Introducing the Poūwa: New Zealand’s unique and ill-fated black swan 

Step inside a TARDIS and travel to prehistoric New Zealand and the landscape looked very different.

Moa roamed the forests, Haast’s Eagle soared in the sky and you would have met a very tall, heavy and potentially grumpy swan. This is the Poūwa – New Zealand’s newest species discovered by my team (published today in Proceedings B) including collaborators from the Otago Palaeogenetics Laboratory (University of Otago), Canterbury Museum and the Museum of New Zealand Te Papa Tongarewa. But how did we get to this point?

Poūwa skeleton.

We know a lot about how prehistoric human impacts on megafauna have dramatically reshaped ecosystems worldwide. However, we know comparatively little about the impact of human exploitation on smaller species. Anatids (ducks, geese and swans) are one such example. This diverse group of birds (150 species in 40 genera), featured in medieval carvings and Roman mosaics, has a long history of human exploitation, with their bones found in archaeological middens (rubbish dumps) worldwide

New Zealand represents the ideal location to test for the human impacts on Anatids. These islands were settled very late in human history, around the late 13th Century AD, during a period of relatively stable climate.

The Black Swan

The black swan (Cygnus atratus) is an iconic Australasian bird. 18th Century European explorers were amazed to discover this species as, until their first voyages to Australia, all swans were assumed to be white, almost by definition. By contrast, when Europeans arrived in New Zealand there were no black swans. By the 1860s, naturalisation societies had introduced Australian black swans from Victoria into New Zealand. Today, black swans are found throughout New Zealand and the Chatham Islands, with a population size of around 50,000.
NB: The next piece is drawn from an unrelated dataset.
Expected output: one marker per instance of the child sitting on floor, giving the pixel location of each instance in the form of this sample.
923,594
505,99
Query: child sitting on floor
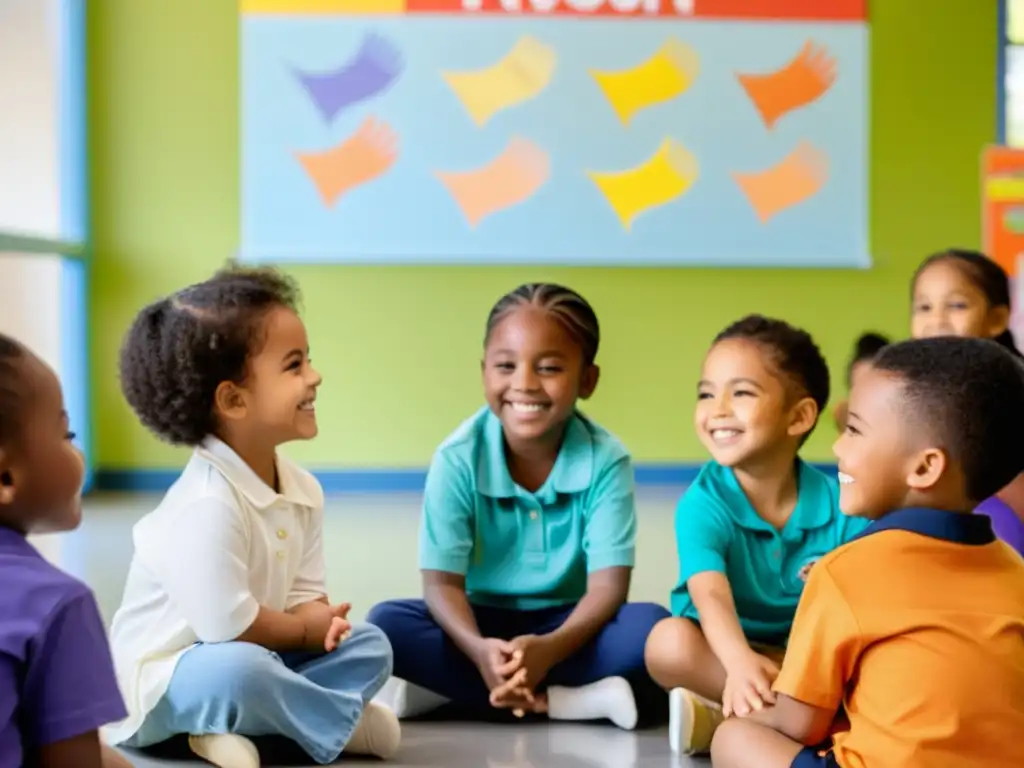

At the same time as these introductions, black swan bones were being found in New Zealand’s fossil and archaeological deposits, leading scientists to conclude that the Australian black swan formerly inhabited New Zealand but had been hunted to extinction shortly after the arrival of humans – indeed, until recently, this was still the prevailing view. However, as we know from ancient DNA research conducted by our group on penguins and sea lions, the story is not so simple.

Hunting for the remains

We scoured New Zealand museum collections for prehistoric black swan remains from mainland New Zealand and the Chatham Islands, and modern black swans from across Australasia. Our genetic analyses showed that prehistoric swans from New Zealand and the Chatham Islands formed one lineage, while modern black swans from throughout Australasia were a different lineage. We had seen this genetic pattern before with our research on biological turnover events in penguins and sea lions. Our data showed that a unique lineage of black swan in New Zealand and the Chatham Islands was hunted to extinction and replaced by the Australian lineage. The genetic divergence between the Australian and New Zealand lineages suggested a separation of around one to two million years. Could these different lineages be different species given the divergence time?

A mounted Poūwa skeleton.

Poūwa

Weeks of measuring of modern and prehistoric black swan skeletons to capture the shape of the skeleton, months of statistical analysis, and New Zealand has its own unique species of black swan (Cygnus sumnerensis) – named after Sumner in Christchurch, where the first remains of this species were discovered. We’ve called our new species Poūwa, based on a Chatham Island Moriori legend about a large bird that inhabited the lagoon and whose bones were common in the surrounding sand dunes. As in all good trans-Tasman rivalries, we’ve claimed one species back from the Australians. Sadly, the Poūwa did not survive the arrival of humans.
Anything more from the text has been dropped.